On the far bank I could hear the people's radios, sometimes a man singing, a man playing the uwd, overhear the heartbroken music of Baghdad, the great maqams of legend, of love denied and love forlorn, then a mother calling her children away from the Pepsi stall. A mother gathering her children from the dusk. And I would roll in those waters, swim and roll over and over, like something pale snared in the nets, a dolphin from the Discovery channel, a river bream leaving the shallows in the shadows, whilst the grains of the Euphrates mud would rise around me, Babylon's grains, the red Babylonian mud from the secret places now hidden by the river, the river that would take me if it could, as it had taken Nebuchadnezzar's bones, the edicts of the caliph, all the plastic bags from the suq.
And I touch the key I carry, the key on its chain around my neck. The key doesn't work now. I have tried it, but there is a different gate today. A different lock. When I ask about Aadam, people shrug. Aadam was the keeper, they say, the keeper of Babylon. But who keeps the keeper? And they smile as if they have said something wise. Something I should learn.
What they mean is that nothing stays a secret long. Even in this place, this place of all places, where the mouths of the innocents were stopped with salt and stones. Especially in this place.

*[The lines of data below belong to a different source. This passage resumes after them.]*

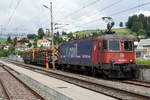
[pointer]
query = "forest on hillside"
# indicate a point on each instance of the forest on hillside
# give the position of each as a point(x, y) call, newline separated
point(139, 24)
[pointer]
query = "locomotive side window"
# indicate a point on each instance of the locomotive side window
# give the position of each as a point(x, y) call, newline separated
point(105, 44)
point(79, 50)
point(114, 45)
point(89, 48)
point(128, 46)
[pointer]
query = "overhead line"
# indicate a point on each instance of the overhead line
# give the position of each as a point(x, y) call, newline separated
point(76, 11)
point(117, 13)
point(10, 18)
point(147, 3)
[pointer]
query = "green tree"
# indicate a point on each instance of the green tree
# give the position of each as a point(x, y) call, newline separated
point(121, 24)
point(30, 45)
point(40, 33)
point(11, 50)
point(35, 44)
point(15, 42)
point(64, 33)
point(3, 53)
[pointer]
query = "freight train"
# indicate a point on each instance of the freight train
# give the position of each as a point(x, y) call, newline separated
point(111, 55)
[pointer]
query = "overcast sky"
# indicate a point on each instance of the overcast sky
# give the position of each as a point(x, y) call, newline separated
point(79, 14)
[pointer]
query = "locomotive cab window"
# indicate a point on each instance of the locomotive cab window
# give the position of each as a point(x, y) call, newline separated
point(128, 46)
point(114, 45)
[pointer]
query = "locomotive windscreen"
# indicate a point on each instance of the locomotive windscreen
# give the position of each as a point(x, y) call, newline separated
point(114, 45)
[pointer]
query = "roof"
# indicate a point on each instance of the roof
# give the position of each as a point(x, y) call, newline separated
point(144, 42)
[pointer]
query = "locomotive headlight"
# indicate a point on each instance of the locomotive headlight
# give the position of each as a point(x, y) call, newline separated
point(131, 60)
point(112, 60)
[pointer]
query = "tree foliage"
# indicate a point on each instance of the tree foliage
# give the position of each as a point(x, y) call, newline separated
point(9, 40)
point(40, 33)
point(139, 24)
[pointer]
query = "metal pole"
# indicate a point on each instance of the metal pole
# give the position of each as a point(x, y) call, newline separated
point(53, 62)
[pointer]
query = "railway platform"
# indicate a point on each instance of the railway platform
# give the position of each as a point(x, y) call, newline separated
point(58, 87)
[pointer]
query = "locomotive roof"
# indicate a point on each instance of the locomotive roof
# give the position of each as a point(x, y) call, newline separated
point(101, 37)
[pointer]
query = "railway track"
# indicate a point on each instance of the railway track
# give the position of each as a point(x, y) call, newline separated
point(12, 88)
point(115, 92)
point(137, 83)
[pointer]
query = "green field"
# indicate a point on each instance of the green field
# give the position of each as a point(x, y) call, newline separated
point(143, 62)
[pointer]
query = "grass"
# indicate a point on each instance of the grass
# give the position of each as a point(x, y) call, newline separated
point(143, 62)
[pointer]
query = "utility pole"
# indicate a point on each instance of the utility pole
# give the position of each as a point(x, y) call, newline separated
point(52, 35)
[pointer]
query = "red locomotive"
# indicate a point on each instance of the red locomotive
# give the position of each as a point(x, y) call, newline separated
point(110, 54)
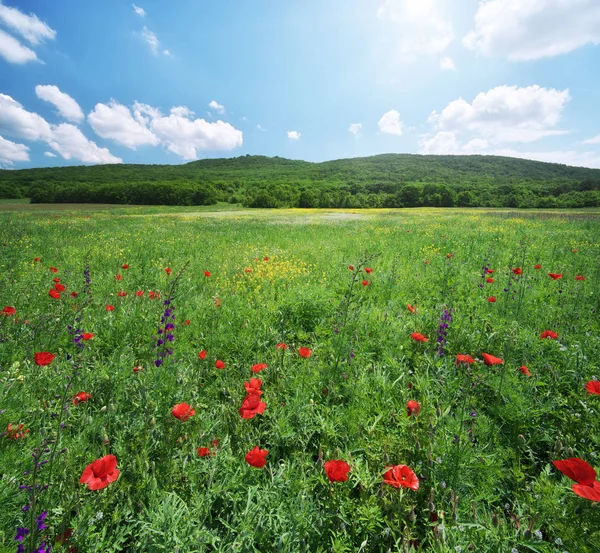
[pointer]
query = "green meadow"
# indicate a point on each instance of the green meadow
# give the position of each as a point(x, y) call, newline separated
point(239, 284)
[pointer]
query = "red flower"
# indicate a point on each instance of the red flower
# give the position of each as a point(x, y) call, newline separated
point(81, 397)
point(43, 358)
point(593, 387)
point(337, 471)
point(257, 457)
point(182, 411)
point(401, 476)
point(304, 352)
point(413, 408)
point(100, 473)
point(490, 360)
point(252, 406)
point(466, 359)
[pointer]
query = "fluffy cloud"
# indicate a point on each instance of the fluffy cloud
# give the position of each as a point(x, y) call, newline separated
point(11, 152)
point(65, 105)
point(13, 51)
point(115, 121)
point(28, 26)
point(422, 27)
point(390, 123)
point(534, 29)
point(355, 128)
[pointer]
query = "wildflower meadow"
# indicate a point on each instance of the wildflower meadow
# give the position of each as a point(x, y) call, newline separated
point(299, 381)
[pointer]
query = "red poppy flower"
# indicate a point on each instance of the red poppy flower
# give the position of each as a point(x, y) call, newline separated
point(100, 473)
point(413, 408)
point(257, 457)
point(43, 358)
point(81, 397)
point(252, 406)
point(337, 471)
point(16, 432)
point(401, 476)
point(253, 387)
point(304, 352)
point(466, 359)
point(182, 411)
point(593, 387)
point(490, 360)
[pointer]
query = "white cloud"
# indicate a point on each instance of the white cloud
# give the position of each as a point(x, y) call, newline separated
point(114, 121)
point(65, 105)
point(140, 11)
point(390, 123)
point(216, 106)
point(11, 152)
point(447, 64)
point(28, 26)
point(422, 27)
point(528, 30)
point(13, 51)
point(594, 140)
point(355, 128)
point(71, 143)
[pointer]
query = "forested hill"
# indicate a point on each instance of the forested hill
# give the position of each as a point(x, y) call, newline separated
point(389, 180)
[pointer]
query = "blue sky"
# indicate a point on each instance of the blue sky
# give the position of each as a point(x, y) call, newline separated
point(169, 82)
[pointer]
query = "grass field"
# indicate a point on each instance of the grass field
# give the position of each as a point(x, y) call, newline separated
point(480, 442)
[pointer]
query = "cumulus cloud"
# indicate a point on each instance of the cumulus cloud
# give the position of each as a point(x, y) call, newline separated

Here at the palace, which is becoming one of the greatest hotels in the world, they are very good to me. I speak English. And English makes life easy, they say. Who say? The managers say, the mysterious men in their black Mercedes, they say it. These men park exactly where the earlier men parked their black Mercedes, the crocodile's men, who parked in a circle like a black sundial on the cliff above Babylon. Perhaps they are the same men. But Saddam has gone. At Woodlands I sat in the lounge one night eating chocolate money and saw a rope snap Saddam's neck. Heard the hangman's curse that sent him to hell, a hell deeper than Babylon's dungeons and latrines that now lie beneath the river bed.
Soon, they say, I will stand behind a desk in the marble foyer and greet the sheiks, the European politicians and the women who smell of frankincense, who are tanned the colour of the temple walls. There are such plans. They will dredge the river and build a jetty. Boats will come, cruise ships full of tourists eager to see our civilization.